Die Behauptung, daß die universitäre Lehre schlecht sei, ist schon wegen der damit verbundenen Pauschalierung falsch. Die Kritik an der universitären Lehre richtet sich fast immer gegen die Professoren. Sie berücksichtigt viel zu wenig das zunehmend schlechter werdende Zahlenverhältnis zwischen Professoren und Studenten und die unzureichende Personal- und Sachmittelausstattung.

Trotz stets wachsender Lehr- und Prüfungsaufgaben und real sinkender Forschungs mittel haben die deutschen Universitätslehrer ihre Aufgaben in der Forschung nicht vernachlässigt. Die Ergebnisse ihrer Forschung können sich national und international sehen lassen. In vielen Fächern gehören die deutschen Forscher zur Spitzengruppe in der internationalen Forschung. Sie sind in Princeton, Harvard, Yale, Stanford, Oxford, Cambridge und anderen herausragenden Universitäten gern gesehene Gäste.

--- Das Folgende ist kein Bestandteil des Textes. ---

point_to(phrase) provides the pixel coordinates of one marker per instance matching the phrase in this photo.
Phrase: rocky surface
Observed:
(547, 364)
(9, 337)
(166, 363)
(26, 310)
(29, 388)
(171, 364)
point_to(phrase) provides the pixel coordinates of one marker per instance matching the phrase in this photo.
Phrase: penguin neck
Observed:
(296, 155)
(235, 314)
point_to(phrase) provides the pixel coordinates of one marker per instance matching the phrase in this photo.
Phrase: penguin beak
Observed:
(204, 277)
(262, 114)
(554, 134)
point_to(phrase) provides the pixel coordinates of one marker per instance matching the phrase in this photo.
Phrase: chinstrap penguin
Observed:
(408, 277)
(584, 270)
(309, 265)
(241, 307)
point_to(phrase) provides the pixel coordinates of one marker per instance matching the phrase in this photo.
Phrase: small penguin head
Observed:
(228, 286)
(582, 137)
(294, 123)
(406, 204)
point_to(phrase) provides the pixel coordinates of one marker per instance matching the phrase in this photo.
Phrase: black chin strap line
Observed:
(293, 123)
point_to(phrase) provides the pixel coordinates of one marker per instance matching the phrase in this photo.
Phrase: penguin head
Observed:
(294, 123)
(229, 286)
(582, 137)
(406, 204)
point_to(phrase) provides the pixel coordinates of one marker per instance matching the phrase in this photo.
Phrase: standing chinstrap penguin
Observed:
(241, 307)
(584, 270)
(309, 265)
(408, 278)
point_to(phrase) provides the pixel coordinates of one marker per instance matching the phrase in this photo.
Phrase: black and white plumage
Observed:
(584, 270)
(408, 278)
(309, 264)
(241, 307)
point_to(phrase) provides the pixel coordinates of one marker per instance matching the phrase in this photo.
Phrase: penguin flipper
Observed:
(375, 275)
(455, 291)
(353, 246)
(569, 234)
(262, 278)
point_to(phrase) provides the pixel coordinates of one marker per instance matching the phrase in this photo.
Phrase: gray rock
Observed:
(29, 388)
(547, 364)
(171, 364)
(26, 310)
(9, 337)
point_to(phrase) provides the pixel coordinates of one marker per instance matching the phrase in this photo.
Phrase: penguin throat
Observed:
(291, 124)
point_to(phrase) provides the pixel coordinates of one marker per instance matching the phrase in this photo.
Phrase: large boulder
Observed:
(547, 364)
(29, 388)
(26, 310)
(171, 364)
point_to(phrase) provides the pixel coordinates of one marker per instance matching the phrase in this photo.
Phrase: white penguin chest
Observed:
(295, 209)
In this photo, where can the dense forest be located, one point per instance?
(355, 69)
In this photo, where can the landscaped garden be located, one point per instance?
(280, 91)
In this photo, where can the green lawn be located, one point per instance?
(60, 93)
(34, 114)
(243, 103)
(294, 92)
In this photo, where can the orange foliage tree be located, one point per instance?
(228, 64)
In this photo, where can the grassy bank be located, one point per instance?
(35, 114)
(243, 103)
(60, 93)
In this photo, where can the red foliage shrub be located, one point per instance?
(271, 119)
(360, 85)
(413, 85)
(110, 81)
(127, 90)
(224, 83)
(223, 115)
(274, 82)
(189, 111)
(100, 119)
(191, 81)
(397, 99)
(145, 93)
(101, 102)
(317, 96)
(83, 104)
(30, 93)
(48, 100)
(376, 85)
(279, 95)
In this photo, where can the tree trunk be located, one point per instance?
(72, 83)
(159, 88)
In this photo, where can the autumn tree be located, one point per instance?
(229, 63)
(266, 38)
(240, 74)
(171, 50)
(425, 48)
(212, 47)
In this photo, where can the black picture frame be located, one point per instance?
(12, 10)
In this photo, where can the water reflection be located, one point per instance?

Nach unabhängigen Studien arbeiten Hochschullehrer weitaus mehr als 40 Stunden pro Woche. Durchschnittlich sind 50 bis 60 Stunden anzusetzen. Es gibt kaum eine beamtete Berufsgruppe, die seit Jahren diese überobligationsmäßige Leistung erbringt, ohne sich darüber zu beklagen oder gar einen finanziellen Ausgleich zu verlangen. Es gibt im ganzen Land überhaupt keine Berufsgruppe, die sich dafür auch noch laufend beschimpfen lassen muß.

Auch unter Professoren gibt es - wie in jeder anderen Berufsgruppe - "schwarze Schafe". Sie machen im Alltag der Universität nur einen unbedeutenden Bodensatz aus. Ihre Fehlleistung wird durch den engagierten Einsatz der weit überwiegenden Zahl fleißiger Hochschullehrer bei weitem wettgemacht.

Die Aufgaben der Zukunft können nur mit Hilfe der Wissenschaft gelöst werden. Wer die Träger der Wissenschaft diffamiert und unsachlich angreift, stört den Erneuerungsprozeß der Wissenschaft: Die fähigsten Köpfe werden sich anderen Berufen zuwenden und sind für die Wissenschaft verloren.

Wenn in allen Bereichen des öffentlichen Lebens so viel Einsatz, Motivation, Arbeitsfreude und Arbeitsmoral zu finden wäre, wie sie die ganz überwiegende Zahl der deutschen Universitätsprofessoren tagtäglich öffentlich unter Beweis stellt, wäre es um den "Standort Deutschland" besser bestellt.